Pascoli ed erbe. I pascoli per gli animali delle diverse specie sono abbondanti. Sono sparsi per tutti i ghiandiferi dei cui frutti si ingrassano grossi armenti del paese ed esteri ed anche le capre.
Anche il lentisco e il mirto che sono frequentissimi alimentano le capre e le vacche. A questi si aggiungano i germi dei rovi e degli altri cespugli, e gli olivastri, i quali in certe regioni sono la specie dominante.
Non tutte le olive degli olivastri vanno perdute, perché alcuni ne fanno raccolta per estrarne l’olio, seppure con metodi ancora primitivi.
Gli olivastri cominciano a trovarsi nella pendice dei monti, nelle valli a ponente verso il Termo, a levante verso Terranova, quindi dopo la catena del Pulchiana nella regione di Luogosanto.
Molte sono poi le varietà dei perastri, dei cui frutti si ciba molto bestiame.
Per le pecore sono molte le erbe, e la più comune di tutte è il trifoglio. Nel Limbara si trova pure il serpillo (armidda), pascolo delizioso alle pecore ed alle vacche.
Il bestiame che più comunemente si alleva sono vacche, capre, pecore e porci. Alcuni hanno armenti di cavalle e di asine.

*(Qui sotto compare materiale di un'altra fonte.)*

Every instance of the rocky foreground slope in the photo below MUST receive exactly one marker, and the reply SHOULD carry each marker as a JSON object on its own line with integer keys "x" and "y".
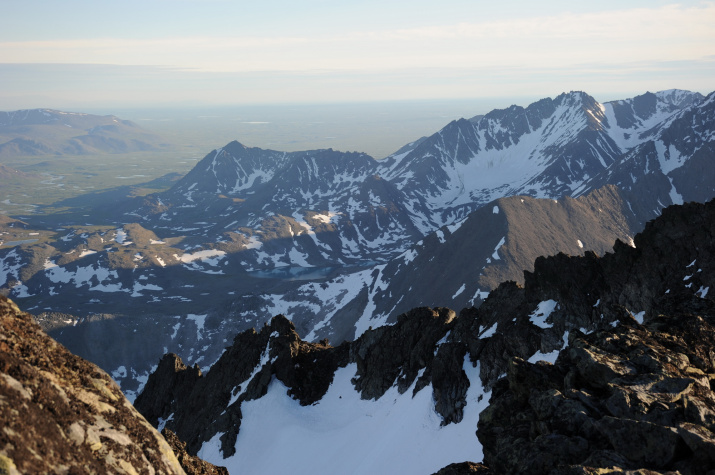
{"x": 61, "y": 414}
{"x": 630, "y": 389}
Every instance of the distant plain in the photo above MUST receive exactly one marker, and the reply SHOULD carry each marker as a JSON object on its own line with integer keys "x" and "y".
{"x": 50, "y": 184}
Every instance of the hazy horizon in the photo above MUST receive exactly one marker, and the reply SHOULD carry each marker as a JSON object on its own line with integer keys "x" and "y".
{"x": 207, "y": 53}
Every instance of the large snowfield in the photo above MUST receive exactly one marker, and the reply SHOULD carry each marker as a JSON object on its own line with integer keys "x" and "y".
{"x": 345, "y": 434}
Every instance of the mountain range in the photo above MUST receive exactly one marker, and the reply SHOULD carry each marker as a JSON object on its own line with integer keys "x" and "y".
{"x": 52, "y": 132}
{"x": 340, "y": 242}
{"x": 596, "y": 363}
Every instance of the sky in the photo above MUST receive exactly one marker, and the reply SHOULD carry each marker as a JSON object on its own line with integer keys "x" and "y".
{"x": 74, "y": 53}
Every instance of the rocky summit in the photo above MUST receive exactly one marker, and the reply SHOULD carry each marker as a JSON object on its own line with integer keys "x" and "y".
{"x": 595, "y": 364}
{"x": 62, "y": 414}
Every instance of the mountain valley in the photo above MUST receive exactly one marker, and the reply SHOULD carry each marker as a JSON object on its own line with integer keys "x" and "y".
{"x": 312, "y": 291}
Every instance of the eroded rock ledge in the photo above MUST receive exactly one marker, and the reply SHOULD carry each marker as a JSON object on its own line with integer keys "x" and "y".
{"x": 62, "y": 414}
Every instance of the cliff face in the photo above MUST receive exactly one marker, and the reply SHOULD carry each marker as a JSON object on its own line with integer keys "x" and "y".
{"x": 634, "y": 397}
{"x": 633, "y": 329}
{"x": 62, "y": 414}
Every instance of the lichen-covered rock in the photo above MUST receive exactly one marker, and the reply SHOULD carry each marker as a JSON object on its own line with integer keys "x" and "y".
{"x": 59, "y": 413}
{"x": 191, "y": 464}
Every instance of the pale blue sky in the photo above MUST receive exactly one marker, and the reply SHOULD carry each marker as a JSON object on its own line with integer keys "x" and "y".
{"x": 74, "y": 54}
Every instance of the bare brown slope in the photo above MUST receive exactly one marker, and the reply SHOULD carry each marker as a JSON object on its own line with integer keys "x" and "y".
{"x": 539, "y": 227}
{"x": 61, "y": 414}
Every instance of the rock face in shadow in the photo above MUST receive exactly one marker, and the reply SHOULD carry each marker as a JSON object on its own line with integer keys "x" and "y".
{"x": 191, "y": 464}
{"x": 631, "y": 387}
{"x": 635, "y": 397}
{"x": 62, "y": 414}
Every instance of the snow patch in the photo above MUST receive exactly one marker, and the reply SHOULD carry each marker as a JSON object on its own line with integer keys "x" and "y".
{"x": 538, "y": 317}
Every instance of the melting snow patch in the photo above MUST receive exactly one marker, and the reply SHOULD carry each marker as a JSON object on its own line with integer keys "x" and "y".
{"x": 538, "y": 317}
{"x": 501, "y": 243}
{"x": 210, "y": 256}
{"x": 120, "y": 372}
{"x": 199, "y": 320}
{"x": 461, "y": 289}
{"x": 401, "y": 433}
{"x": 121, "y": 236}
{"x": 489, "y": 332}
{"x": 552, "y": 355}
{"x": 639, "y": 317}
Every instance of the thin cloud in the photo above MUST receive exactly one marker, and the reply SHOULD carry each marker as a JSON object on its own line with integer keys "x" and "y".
{"x": 669, "y": 32}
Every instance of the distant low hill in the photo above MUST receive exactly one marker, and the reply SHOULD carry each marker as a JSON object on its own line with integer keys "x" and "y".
{"x": 52, "y": 132}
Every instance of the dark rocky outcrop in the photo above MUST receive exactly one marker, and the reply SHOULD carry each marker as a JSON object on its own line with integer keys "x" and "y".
{"x": 61, "y": 414}
{"x": 617, "y": 381}
{"x": 635, "y": 397}
{"x": 191, "y": 464}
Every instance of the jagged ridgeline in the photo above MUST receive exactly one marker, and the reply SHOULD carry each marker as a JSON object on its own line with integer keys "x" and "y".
{"x": 340, "y": 242}
{"x": 594, "y": 363}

Non si sa a quanto ammonti il numero dei capi che hanno tutti i proprietari e i pastori insieme nei territori intorno al paese (perché su questo non mi si seppe rispondere e non c’è probabilmente a Tempio chi lo sappia per propria scienza). Può però considerarsi come vicino al vero che le vacche non siano meno di 5000 capi, le capre 10,000, le pecore 8000, i porci 10.000, le cavalle 1200, le asine 2000.

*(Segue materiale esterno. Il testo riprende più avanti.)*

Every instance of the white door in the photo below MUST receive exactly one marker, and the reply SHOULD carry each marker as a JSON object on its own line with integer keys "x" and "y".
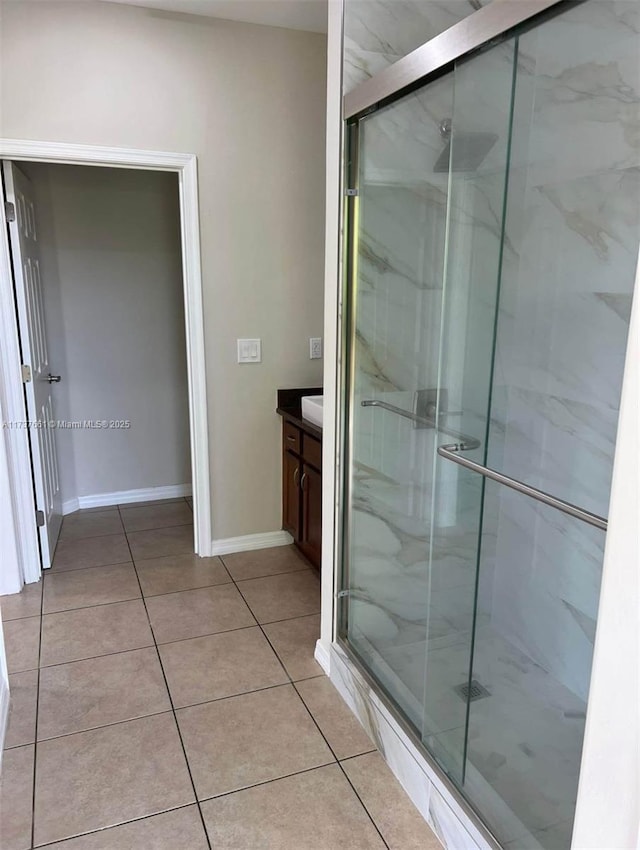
{"x": 40, "y": 389}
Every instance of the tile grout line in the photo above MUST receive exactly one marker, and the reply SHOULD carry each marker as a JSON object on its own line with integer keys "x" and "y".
{"x": 114, "y": 826}
{"x": 315, "y": 722}
{"x": 173, "y": 709}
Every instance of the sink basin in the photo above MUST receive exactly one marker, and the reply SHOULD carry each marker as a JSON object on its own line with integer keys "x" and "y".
{"x": 312, "y": 409}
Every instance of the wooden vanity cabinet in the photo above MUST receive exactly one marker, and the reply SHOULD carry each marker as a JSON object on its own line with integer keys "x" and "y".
{"x": 302, "y": 490}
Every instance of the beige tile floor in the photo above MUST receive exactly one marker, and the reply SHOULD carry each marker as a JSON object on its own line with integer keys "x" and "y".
{"x": 169, "y": 702}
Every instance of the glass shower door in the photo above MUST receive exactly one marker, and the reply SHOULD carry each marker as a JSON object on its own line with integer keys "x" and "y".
{"x": 494, "y": 242}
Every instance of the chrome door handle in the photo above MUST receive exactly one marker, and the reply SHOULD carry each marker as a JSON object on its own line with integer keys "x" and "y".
{"x": 468, "y": 442}
{"x": 454, "y": 451}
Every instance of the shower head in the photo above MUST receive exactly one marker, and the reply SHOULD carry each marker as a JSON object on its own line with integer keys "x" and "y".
{"x": 469, "y": 149}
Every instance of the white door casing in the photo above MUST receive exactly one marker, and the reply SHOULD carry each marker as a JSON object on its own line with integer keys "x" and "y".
{"x": 39, "y": 391}
{"x": 25, "y": 566}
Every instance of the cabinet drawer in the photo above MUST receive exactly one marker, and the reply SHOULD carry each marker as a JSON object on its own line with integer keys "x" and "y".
{"x": 291, "y": 437}
{"x": 312, "y": 451}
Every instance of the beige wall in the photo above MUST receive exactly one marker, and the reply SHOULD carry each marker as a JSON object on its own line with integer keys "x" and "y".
{"x": 111, "y": 270}
{"x": 249, "y": 101}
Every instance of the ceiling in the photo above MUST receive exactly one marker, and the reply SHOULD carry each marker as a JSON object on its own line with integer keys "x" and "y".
{"x": 310, "y": 15}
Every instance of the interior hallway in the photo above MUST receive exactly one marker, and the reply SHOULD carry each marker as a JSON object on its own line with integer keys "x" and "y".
{"x": 167, "y": 701}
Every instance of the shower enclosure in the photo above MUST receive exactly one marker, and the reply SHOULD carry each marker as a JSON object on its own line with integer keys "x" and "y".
{"x": 492, "y": 241}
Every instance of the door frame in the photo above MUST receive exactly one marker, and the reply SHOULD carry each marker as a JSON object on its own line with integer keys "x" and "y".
{"x": 27, "y": 568}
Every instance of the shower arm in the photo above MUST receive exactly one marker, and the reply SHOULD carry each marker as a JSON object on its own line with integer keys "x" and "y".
{"x": 465, "y": 443}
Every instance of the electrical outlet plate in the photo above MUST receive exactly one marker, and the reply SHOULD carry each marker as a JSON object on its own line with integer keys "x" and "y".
{"x": 249, "y": 351}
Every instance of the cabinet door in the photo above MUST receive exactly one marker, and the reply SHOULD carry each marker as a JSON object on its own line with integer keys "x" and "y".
{"x": 311, "y": 537}
{"x": 291, "y": 494}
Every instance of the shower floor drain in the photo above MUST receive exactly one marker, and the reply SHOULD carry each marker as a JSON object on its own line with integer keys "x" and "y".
{"x": 471, "y": 691}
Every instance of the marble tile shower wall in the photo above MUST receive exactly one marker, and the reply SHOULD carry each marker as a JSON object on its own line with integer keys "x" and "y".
{"x": 570, "y": 252}
{"x": 379, "y": 32}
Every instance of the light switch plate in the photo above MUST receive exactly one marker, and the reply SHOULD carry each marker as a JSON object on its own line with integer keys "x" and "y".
{"x": 315, "y": 348}
{"x": 249, "y": 351}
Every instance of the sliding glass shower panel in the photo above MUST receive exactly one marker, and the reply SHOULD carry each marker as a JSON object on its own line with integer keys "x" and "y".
{"x": 396, "y": 299}
{"x": 476, "y": 156}
{"x": 494, "y": 242}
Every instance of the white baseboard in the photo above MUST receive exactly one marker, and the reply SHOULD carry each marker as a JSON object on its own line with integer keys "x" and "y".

Si è tentata, non da molto, il miglioramento della razza delle vacche, ed uno a grandi spese importò vacche svizzere, ma per vendetta furono pugnalate quasi tutte, e il povero proprietario ne trovò alla mattina i corpi morti.
Latte e mungitura. Le vacche indigene, se trovano sufficiente nutrimento, rendono nelle due mungiture giornaliere circa 32 litri di latte.

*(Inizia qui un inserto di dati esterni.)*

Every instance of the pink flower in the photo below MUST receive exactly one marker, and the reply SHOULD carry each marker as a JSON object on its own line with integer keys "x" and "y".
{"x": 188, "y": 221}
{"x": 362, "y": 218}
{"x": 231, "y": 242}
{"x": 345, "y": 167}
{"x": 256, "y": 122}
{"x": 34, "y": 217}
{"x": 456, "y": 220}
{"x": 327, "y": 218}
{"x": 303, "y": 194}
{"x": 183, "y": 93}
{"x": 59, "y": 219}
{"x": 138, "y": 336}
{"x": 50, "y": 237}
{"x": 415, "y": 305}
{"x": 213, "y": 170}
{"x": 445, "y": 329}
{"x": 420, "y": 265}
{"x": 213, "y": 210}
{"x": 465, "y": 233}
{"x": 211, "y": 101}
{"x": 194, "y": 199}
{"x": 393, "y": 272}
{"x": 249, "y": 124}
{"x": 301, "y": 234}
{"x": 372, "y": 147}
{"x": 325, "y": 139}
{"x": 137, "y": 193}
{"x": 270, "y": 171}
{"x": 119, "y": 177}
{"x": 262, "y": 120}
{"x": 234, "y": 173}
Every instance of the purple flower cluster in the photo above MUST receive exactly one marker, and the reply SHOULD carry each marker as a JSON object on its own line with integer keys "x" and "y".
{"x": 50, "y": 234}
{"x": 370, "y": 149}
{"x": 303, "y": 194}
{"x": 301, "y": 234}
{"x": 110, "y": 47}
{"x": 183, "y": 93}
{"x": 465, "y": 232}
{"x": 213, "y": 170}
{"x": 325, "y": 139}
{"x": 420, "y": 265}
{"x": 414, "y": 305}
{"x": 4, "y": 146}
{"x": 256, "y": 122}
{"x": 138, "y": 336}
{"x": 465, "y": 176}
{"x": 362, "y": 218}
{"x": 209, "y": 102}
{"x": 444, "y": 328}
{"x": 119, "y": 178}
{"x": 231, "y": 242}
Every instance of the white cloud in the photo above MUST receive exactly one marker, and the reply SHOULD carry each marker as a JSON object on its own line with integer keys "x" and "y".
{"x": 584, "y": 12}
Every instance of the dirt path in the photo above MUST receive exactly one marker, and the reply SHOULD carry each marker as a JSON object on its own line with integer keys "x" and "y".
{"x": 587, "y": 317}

Le capre e le pecore si cominciano a mungere verso la fine di dicembre e si finisce a luglio; le vacche dalla fine di febbraio fino a tutto agosto.
Dall’ultimo latte delle vacche, che è molto grasso, si forma il cosiddetto formaggio d’autunno, che è molto gradito ai consumatori.
Il butirro si fa da maggio a luglio, e si vende o si regala. In quei mesi pertanto si sfiora il latte, ma rare volte si toglie il secondo fiore, perciò i formaggi galluresi, come gli altri sardi, sono sostanziosi e gustosi.
Il fiore si lascia inacidire, quindi si bolle per circa un’ora con la semola. La farina fritta soddisfa solo stomachi forti, l’olio si conserva e si vende per fare in caso di bisogno le veci del butirro a 40 e anche 50 centesimi la libbra.
Il formaggio viene fatto mescolando i latti di vacca e di pecora col latte delle capre, perché, se soli, o mescolati tra loro, il formaggio si corrompe e disfa. Invece il leggero latte di capra li tempera.
L’arte della manipolazione in tanti secoli non è proceduta d’un passo. Ciò vuol dire che nessuno ha saputo sperimentare, giovarsi delle esperienze altrui, e approfittare dei metodi più razionali.